Since the structure function relationships of biologically important proteins are currently poorly understood we have developed a simulation method, based on Self-Consistent Brownian Dynamics, which is capable of simulating the trajectories of individual ions in complex simulation domains over biological relevant timescales. We aim to be able to simulate the interaction of ions in solution with semiconductor devices and we have used continuum drift diffusion simulation to demonstrate that it is possible to sense the position of individual ions using a double gate MOSFET.

Bio-Nano-CMOS Devices

(a)	(b)
Fig. 1 (a) The Kcsa bacterial potassium channel from Streptomyces Lividans acting as the second gate in a 4nm double gate Bio-Nano-MOSFET. Note that the relative scales are approximately correct. (b) Due to it's robust structure and the ease with which targeted mutations can be performed,α-Haemolysin is currently under investigation as a customisable sensor component.

Under the auspices of the Bio-Nano-Technology IRC we are currently investigating the possibility of using ion channel proteins in conjunction with nano-scale MOSFETs to directly sense the motion of charged carriers across membranes.

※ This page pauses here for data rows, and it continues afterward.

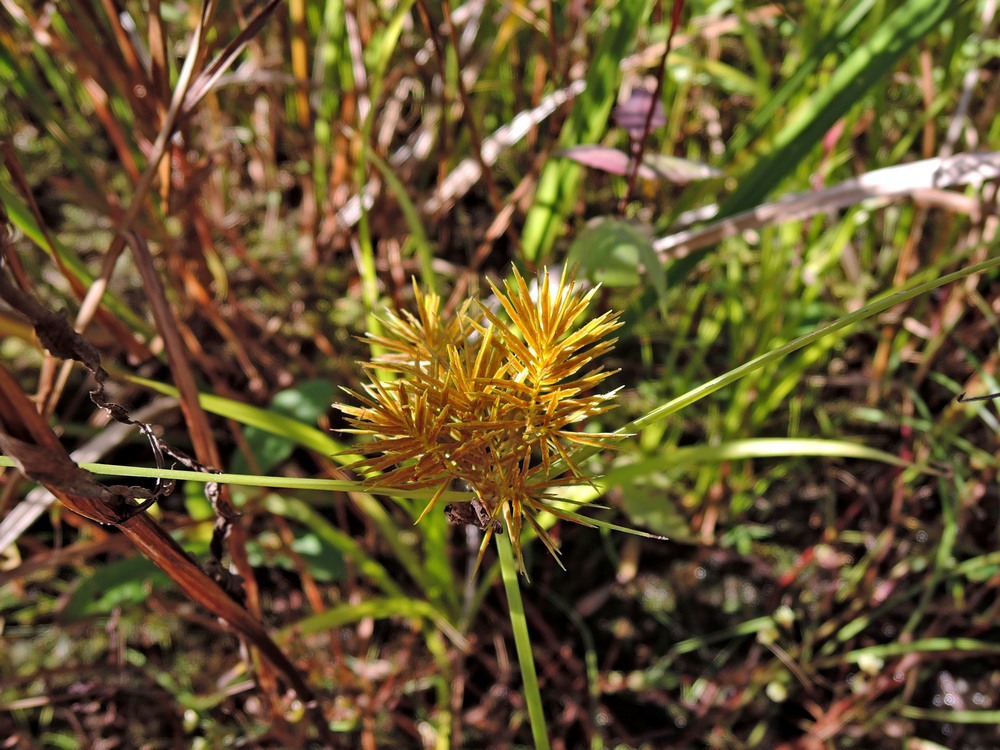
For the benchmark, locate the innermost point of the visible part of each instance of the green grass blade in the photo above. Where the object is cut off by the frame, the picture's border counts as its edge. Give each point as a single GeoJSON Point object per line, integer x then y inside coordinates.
{"type": "Point", "coordinates": [522, 640]}
{"type": "Point", "coordinates": [557, 187]}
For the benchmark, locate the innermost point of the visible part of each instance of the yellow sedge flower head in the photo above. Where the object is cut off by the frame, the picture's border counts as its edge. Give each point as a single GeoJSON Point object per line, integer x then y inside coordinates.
{"type": "Point", "coordinates": [488, 400]}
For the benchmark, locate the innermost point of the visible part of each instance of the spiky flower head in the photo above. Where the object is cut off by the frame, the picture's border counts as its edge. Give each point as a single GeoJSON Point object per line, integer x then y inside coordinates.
{"type": "Point", "coordinates": [492, 400]}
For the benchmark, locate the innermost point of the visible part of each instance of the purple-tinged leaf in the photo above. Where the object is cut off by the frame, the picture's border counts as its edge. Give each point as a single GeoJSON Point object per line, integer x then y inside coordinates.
{"type": "Point", "coordinates": [632, 113]}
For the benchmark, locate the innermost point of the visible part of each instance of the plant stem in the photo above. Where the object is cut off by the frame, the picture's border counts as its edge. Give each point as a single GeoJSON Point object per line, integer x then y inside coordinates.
{"type": "Point", "coordinates": [522, 640]}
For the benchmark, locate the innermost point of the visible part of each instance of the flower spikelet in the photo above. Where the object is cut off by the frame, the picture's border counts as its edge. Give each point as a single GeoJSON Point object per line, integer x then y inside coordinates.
{"type": "Point", "coordinates": [492, 397]}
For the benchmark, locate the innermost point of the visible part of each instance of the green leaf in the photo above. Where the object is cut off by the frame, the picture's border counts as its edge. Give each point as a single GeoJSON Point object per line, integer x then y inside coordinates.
{"type": "Point", "coordinates": [612, 251]}
{"type": "Point", "coordinates": [119, 584]}
{"type": "Point", "coordinates": [305, 403]}
{"type": "Point", "coordinates": [560, 179]}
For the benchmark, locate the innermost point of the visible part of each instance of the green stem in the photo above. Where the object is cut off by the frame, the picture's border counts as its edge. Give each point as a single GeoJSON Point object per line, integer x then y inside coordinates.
{"type": "Point", "coordinates": [522, 639]}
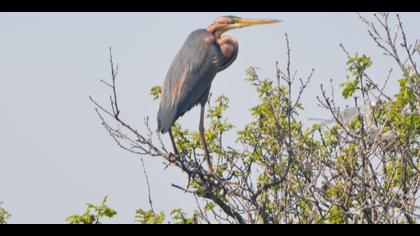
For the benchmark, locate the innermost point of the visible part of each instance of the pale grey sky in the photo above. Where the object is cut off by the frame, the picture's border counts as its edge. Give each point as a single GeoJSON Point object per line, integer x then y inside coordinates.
{"type": "Point", "coordinates": [54, 154]}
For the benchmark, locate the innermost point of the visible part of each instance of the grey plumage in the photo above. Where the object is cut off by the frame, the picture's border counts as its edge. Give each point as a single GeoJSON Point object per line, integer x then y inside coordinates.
{"type": "Point", "coordinates": [189, 78]}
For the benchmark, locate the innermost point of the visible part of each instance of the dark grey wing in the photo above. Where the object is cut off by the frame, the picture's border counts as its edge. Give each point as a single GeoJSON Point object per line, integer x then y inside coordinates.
{"type": "Point", "coordinates": [189, 77]}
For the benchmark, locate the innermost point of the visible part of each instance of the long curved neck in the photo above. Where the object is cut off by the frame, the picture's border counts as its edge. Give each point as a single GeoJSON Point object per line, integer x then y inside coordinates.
{"type": "Point", "coordinates": [229, 48]}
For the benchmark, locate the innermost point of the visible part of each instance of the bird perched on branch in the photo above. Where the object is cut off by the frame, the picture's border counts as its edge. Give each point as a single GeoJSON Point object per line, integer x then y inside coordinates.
{"type": "Point", "coordinates": [204, 53]}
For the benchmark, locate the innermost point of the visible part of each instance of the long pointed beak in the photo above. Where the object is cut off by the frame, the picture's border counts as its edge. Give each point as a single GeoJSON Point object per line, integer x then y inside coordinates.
{"type": "Point", "coordinates": [243, 22]}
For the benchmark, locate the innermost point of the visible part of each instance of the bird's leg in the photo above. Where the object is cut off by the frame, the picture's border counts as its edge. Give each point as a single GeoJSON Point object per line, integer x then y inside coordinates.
{"type": "Point", "coordinates": [173, 142]}
{"type": "Point", "coordinates": [203, 140]}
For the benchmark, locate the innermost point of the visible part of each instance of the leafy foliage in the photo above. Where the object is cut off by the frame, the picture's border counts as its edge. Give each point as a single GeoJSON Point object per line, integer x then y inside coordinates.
{"type": "Point", "coordinates": [93, 214]}
{"type": "Point", "coordinates": [149, 217]}
{"type": "Point", "coordinates": [281, 171]}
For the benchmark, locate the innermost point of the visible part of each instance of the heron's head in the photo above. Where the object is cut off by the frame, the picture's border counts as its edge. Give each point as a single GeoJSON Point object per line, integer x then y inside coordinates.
{"type": "Point", "coordinates": [225, 23]}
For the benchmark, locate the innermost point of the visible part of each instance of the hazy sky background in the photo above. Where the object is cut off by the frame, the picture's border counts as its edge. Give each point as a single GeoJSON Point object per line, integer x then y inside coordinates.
{"type": "Point", "coordinates": [54, 154]}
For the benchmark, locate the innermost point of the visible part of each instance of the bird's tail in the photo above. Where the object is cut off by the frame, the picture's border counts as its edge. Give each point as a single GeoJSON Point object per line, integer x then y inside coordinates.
{"type": "Point", "coordinates": [165, 119]}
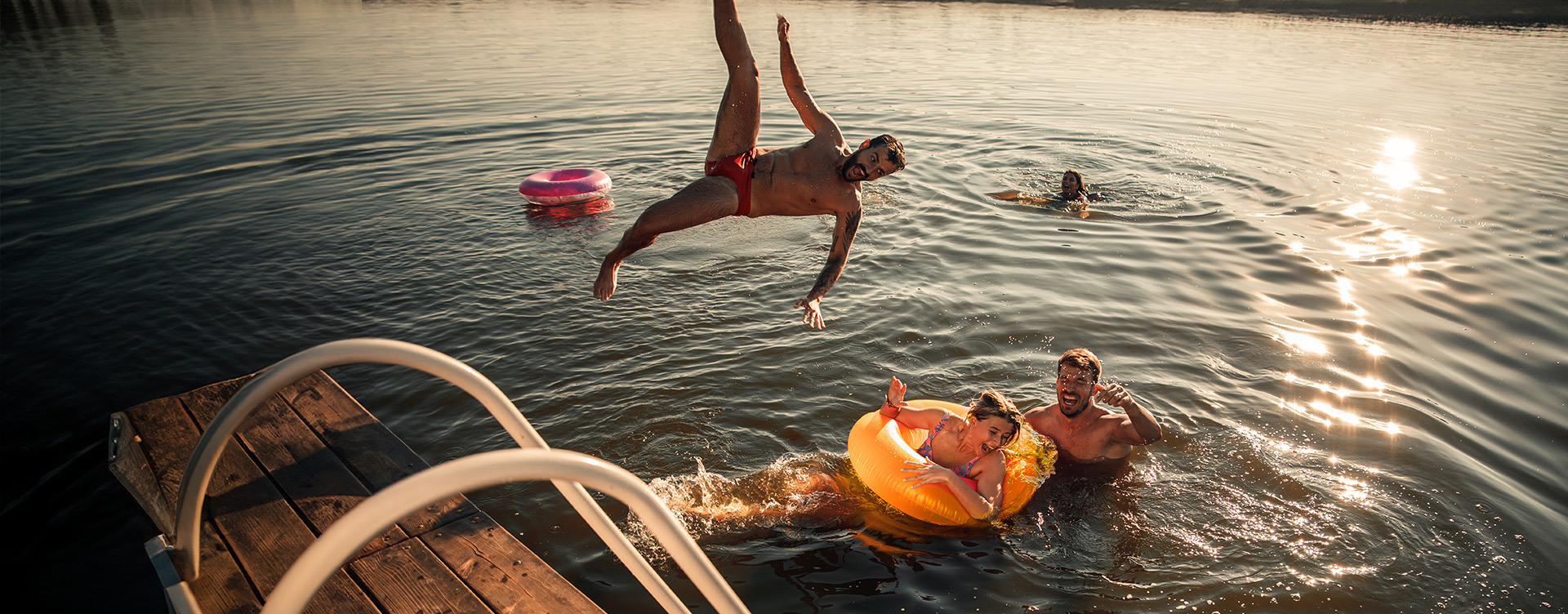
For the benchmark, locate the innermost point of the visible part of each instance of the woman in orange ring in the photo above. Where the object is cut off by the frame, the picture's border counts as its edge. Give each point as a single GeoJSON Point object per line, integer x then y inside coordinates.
{"type": "Point", "coordinates": [961, 452]}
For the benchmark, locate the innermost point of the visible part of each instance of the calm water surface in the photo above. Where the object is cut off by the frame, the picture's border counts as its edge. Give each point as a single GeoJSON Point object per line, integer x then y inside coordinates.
{"type": "Point", "coordinates": [1332, 260]}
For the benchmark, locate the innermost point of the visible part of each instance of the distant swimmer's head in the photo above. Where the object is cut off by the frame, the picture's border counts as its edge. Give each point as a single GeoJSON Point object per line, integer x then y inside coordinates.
{"type": "Point", "coordinates": [877, 158]}
{"type": "Point", "coordinates": [1078, 380]}
{"type": "Point", "coordinates": [995, 422]}
{"type": "Point", "coordinates": [1073, 185]}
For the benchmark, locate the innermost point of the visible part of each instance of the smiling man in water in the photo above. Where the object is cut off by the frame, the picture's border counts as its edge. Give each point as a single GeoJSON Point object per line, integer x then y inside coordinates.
{"type": "Point", "coordinates": [1085, 433]}
{"type": "Point", "coordinates": [821, 176]}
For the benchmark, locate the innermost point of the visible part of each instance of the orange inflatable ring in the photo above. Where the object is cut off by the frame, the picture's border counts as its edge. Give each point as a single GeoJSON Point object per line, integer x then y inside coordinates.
{"type": "Point", "coordinates": [880, 445]}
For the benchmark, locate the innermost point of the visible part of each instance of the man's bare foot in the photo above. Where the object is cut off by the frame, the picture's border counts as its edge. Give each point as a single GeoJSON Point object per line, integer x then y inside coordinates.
{"type": "Point", "coordinates": [604, 287]}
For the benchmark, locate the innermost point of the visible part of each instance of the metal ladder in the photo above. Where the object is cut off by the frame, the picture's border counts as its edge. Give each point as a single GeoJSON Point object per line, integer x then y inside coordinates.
{"type": "Point", "coordinates": [373, 516]}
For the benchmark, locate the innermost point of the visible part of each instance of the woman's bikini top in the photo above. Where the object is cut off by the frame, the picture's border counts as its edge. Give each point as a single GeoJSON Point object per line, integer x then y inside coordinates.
{"type": "Point", "coordinates": [925, 450]}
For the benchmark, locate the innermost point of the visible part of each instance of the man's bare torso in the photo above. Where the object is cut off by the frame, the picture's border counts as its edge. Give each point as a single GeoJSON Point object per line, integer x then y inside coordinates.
{"type": "Point", "coordinates": [802, 180]}
{"type": "Point", "coordinates": [1082, 441]}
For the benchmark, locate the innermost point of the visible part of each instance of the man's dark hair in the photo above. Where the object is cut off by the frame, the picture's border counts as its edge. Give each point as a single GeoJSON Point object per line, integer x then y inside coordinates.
{"type": "Point", "coordinates": [1082, 359]}
{"type": "Point", "coordinates": [894, 149]}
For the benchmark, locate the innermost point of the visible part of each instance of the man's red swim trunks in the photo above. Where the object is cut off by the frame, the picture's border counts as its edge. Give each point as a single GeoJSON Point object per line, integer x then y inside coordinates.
{"type": "Point", "coordinates": [737, 170]}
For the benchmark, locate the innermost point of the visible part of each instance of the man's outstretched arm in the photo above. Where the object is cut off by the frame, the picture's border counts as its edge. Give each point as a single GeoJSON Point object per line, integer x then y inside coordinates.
{"type": "Point", "coordinates": [816, 121]}
{"type": "Point", "coordinates": [843, 237]}
{"type": "Point", "coordinates": [1140, 422]}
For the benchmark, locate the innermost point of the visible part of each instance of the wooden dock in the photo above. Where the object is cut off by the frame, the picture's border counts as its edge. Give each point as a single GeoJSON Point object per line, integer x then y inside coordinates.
{"type": "Point", "coordinates": [303, 460]}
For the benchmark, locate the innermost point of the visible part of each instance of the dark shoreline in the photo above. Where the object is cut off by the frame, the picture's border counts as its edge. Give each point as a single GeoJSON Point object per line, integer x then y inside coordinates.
{"type": "Point", "coordinates": [1435, 11]}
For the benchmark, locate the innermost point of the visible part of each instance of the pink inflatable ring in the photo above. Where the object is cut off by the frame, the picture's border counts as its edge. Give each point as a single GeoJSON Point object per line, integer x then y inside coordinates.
{"type": "Point", "coordinates": [565, 187]}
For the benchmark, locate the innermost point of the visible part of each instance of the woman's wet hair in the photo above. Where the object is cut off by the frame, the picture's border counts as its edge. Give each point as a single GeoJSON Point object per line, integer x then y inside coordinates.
{"type": "Point", "coordinates": [1082, 184]}
{"type": "Point", "coordinates": [1082, 359]}
{"type": "Point", "coordinates": [995, 404]}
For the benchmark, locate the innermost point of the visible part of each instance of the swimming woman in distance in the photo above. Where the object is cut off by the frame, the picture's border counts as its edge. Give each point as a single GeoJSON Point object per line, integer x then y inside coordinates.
{"type": "Point", "coordinates": [1075, 193]}
{"type": "Point", "coordinates": [961, 452]}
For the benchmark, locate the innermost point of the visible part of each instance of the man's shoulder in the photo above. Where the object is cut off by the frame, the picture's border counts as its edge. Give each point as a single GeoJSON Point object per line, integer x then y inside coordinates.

Using the commercial Drift Diffusion simulator Synopsys taurus, we have investigated the effect of coupling a nano-scale MOSFET with a biological domain (Fig 2a), in order to discover whether we can: (a) Use the MOSFET to sense the position of charged groups and ions within the structure of the protein, and (b) Modify the MOSFET current based on conditions within the biological regions (Fig 2b).

(a)	(b)
Fig. 2 (b) The potential profile through a model Bio-Nano transistor. The double gate MOSFET has had it's top gate replaced with a channel mimetic structure in the Synopsys Taurus simulation package. These Drift diffusion simulations can then be used to investigate the properties and optimisation of these device configurations. (b) The sensitivity of the MOSFET drain current to the position of a single charge in the biological domain of the simulation.